My real concern is around the potential misuse of AI, for example as applied to military weapons. It’s already being used to influence people, as you can see in advertising. In places where deploying AI is morally or ethically wrong, I think we should just make it illegal. We need to become collectively wiser.
SUTTON: I think it’s a big mistake that we’ve called the field “artificial intelligence.” It makes it seem like it’s very different from people and like it’s not real intelligence. It makes people think of it as more alien than it should be, but it’s a very human thing we’re trying to do: re-create human intelligence.
Science has always revealed truths that not all people like—you get the truth but not always the one you wanted. Maybe this is why religion has historically been at odds with science. I think it will be the same as we learn more about the mind. Maybe there won’t be an explanation of consciousness. And some people will like that, and some people won’t like that. Science can’t change what’s true.
There will always be winners and losers whenever you have change, and there’s vast change coming. I think we will become the intelligent machines. We should think of the AIs either as ourselves or as our offspring. We can create them to be as we see fit.
What is humanity? It’s a striving to be better. We shouldn’t want to freeze the way we are now and say that’s the way it should always be.
LECUN: Until we know exactly what it’s going to look like, worrying about this really is premature. I don’t believe in the concept of singularity, where one day we’ll figure out how to build superintelligent machines and the next day that machine will build even smarter ones and then it will take off. I think people forget that every physical or social phenomenon will face friction, and so an exponentially growing process cannot grow indefinitely.
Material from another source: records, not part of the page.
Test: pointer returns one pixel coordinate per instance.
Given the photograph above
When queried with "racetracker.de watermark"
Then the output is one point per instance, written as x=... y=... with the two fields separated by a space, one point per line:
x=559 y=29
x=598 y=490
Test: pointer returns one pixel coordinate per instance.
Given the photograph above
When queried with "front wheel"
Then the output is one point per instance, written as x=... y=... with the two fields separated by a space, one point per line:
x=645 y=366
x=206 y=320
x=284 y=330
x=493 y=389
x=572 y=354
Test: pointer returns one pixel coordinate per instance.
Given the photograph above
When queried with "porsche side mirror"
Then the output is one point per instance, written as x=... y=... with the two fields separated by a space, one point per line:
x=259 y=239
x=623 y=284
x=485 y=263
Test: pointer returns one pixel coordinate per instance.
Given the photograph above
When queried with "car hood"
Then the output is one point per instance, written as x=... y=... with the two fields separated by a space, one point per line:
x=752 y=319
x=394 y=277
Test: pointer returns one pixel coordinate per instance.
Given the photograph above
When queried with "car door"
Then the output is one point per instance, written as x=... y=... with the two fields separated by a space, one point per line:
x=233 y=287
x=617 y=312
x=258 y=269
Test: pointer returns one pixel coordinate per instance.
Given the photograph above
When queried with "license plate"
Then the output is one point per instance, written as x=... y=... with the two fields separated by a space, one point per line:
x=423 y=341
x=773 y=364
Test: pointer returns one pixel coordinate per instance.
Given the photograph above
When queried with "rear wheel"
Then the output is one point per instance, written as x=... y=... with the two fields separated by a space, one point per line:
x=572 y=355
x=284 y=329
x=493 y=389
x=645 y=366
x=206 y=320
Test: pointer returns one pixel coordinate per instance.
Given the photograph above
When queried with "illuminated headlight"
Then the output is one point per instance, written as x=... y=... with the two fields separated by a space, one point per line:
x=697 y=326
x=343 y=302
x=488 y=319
This Hollywood scenario where some genius somewhere in Alaska comes up with the secret to AI and builds one robot and it takes over the world, that’s just preposterous.
TRUDEAU: It’s not something I overly fret about. I think we’ve all seen or read enough science fiction about how dangerous AI theoretically could be. I think there’s always a sense that technology can be used for good or bad. I’m reassured that Canada is part of it in terms of trying to set us on the right path. And I wouldn’t want to slow down our research, our trying to figure out the nuts and bolts of the universe.
The question is: What kind of world do we want? Do we want a world where the successful have to hide behind gated communities and everyone else is jealous and shows up with pitchforks? Or do you want a world where everyone has the potential to contribute to innovation?
HINTON: I think the social impact of all this stuff is very much up to the political system we’re in. Intrinsically, making the production of goods more efficient ought to increase the general good. The only way that’s going to be bad is if you have a society that takes all of the benefit of that rise in productivity and gives it to the top 1 percent. One of the reasons I live in Canada is its tax system; if you make a lot of money, the country taxes you a lot. I think that’s great.
My main take is that it’s really hard to predict the future. As soon as you start making predictions about what’s going to happen in 20 years’ time, you almost always wind up hopelessly wrong. But there are some things we can predict, like that this technology is going to change everything.